A group of Columns where all ColumnFamily members use the same prefix.
NOSQL:Cassandra and NOSQL:HBASE are member columns of the NOSQL column family.
The column family prefix must consist of displayable characters.
Part of the table schema definition must be specified first.
All column family members are physically stored together in the file system.
New column family members can be added dynamically.

Cell

A Cell is a data unit consisting of Column family, Row key, and Column qualifier. The value of each column is called a cell.

A data cell includes a value and a timestamp, which is the version of the value. Because there is a timestamp, previous values are stored together and maintained for a certain period.

A tuple with ROW KEY, Column, and Version specified.
The value is an arbitrary byte array and Timestamp.
Table cells are versioned, only cells.

Timestamp

Versions are assigned to values where the same data is stored in a Cell. Each version is identified by a version number assigned during creation time. If Timestamp is not mentioned while writing data, the current time is assigned.

HBase data types

Apache HBase has no concept of data types. Everything is a byte array. When values are inserted, it is a kind of byte-in and byte-out database converted to byte arrays using the Put and Result interfaces. Apache HBase uses a serialization framework to convert user data into byte arrays.

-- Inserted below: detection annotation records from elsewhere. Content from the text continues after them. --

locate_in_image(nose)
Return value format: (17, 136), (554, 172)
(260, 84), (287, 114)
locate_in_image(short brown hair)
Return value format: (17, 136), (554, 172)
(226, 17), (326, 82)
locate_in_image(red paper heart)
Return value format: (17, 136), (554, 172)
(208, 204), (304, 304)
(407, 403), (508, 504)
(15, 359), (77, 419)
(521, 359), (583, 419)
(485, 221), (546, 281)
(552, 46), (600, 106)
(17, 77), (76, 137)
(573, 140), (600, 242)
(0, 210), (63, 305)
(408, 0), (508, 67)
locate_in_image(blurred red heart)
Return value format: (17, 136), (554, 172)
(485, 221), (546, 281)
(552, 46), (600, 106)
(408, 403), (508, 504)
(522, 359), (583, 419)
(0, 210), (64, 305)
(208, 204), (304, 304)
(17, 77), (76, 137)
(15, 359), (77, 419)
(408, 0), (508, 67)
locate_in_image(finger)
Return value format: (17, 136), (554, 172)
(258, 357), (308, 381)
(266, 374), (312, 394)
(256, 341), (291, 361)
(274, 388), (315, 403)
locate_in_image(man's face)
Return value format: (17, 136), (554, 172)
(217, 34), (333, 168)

Apache HBase cells can store values up to 10 to 15 MB. If a value is larger, it can be stored in Hadoop HDFS and file path metadata information can be stored in Apache HBase.

HBase data storage

The following introduces how Apache HBase is physically stored.

Conceptual view

You can see that a table is represented as a series of Rows at the conceptual level.

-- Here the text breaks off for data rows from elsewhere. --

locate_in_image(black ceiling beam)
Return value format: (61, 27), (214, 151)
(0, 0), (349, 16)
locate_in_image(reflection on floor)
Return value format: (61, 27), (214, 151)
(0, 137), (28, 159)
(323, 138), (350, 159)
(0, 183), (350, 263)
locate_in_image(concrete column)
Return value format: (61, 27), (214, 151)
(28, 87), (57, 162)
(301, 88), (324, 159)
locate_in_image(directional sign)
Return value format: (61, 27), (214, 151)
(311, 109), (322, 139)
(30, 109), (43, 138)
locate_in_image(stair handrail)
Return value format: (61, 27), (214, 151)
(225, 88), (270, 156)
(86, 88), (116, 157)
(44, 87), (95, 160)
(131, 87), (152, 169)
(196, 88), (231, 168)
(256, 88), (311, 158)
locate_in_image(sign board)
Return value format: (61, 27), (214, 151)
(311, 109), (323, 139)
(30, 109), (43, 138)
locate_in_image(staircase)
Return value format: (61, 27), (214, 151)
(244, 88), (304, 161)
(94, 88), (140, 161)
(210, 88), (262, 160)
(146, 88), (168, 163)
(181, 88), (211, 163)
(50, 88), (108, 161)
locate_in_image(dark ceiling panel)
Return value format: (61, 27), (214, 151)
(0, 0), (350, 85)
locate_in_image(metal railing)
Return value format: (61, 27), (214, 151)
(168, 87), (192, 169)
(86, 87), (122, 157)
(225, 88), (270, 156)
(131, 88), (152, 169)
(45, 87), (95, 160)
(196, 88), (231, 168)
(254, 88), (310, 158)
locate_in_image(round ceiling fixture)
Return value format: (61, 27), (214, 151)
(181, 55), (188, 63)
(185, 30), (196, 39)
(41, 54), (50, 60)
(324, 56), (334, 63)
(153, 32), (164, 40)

The following is a conceptual diagram of how data is stored in HBase.

Conceptual view

Physical view

In the physical view, a table is physically stored by column family.

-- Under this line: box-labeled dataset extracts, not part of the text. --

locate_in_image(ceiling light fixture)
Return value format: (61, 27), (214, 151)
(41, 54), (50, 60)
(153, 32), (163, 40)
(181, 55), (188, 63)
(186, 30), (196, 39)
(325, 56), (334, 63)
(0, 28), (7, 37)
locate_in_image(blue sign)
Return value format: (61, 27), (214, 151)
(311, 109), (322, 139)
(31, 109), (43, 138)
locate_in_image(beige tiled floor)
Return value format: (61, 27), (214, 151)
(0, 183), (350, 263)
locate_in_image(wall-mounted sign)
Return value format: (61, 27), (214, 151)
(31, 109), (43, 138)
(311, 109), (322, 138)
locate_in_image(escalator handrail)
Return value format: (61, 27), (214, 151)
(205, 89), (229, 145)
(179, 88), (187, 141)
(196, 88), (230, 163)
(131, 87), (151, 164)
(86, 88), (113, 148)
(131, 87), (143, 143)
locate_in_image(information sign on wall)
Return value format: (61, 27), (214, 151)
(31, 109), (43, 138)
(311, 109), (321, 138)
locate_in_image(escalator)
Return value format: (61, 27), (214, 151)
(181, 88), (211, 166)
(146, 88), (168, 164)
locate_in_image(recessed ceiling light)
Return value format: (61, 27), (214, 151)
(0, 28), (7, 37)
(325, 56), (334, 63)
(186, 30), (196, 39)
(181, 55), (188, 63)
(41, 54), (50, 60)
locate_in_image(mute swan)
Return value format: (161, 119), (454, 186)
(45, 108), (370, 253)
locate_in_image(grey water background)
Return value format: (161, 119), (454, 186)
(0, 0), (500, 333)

The following example shows a table that will be stored as a column-family-based table.

Physical view

Namespace

A namespace is a logical group of tables. It is similar to grouping related tables in a relational database.

The representation of a namespace is as follows.

HBase Namespaces
- Table
- Region Server Group
- Permission
- Quota

Let’s look at each component of namespace space.

Table

All tables are part of a namespace. If no namespace is defined, the table is assigned to the default namespace.

RegionServer group

A default RegionServer group can be assigned to a namespace. In this case, created tables become members of the RegionServer group.

Permission

Using namespaces, users can define access control lists such as read, delete, and update permissions, and with write permission, users can create tables.

Quota

This component is used to define the quota that a namespace can include for tables and Regions.

Predefined namespaces

There are two predefined special namespaces.

hbase: A system namespace used to include HBase internal tables.
default: This namespace is for all tables where no namespace is defined.

Data model operations

The main data model operations are Get, Put, Scan, and Delete. These operations can be used to read, write, and delete records from tables.

Let’s look at each operation in detail.

Get

The Get operation is similar to the Select statement in a relational database. It is used to fetch the contents of an HBase table.

You can run the Get command in the HBase shell as follows.

hbase(main) :001:0> get 'table name', 'row key' <filters>

Put

The Put operation is used to write data to a table.

Scan

The Scan operation is used to read multiple rows from a table. It differs from Get, where the set of rows to read must be specified. Scan can iterate over a row range or all rows in a table.

Delete

The Delete operation is used to delete a row or set of rows from an HBase table. It can be executed through HTable.delete().

When a delete command is executed, it is marked as deleted, and when compaction occurs, the row is finally deleted from the table.

Internal delete types are as follows.

Delete: Used for a specific version of a column.
Delete column: Can be used for all column versions.
Delete family: Used for all columns in a specific ColumnFamily.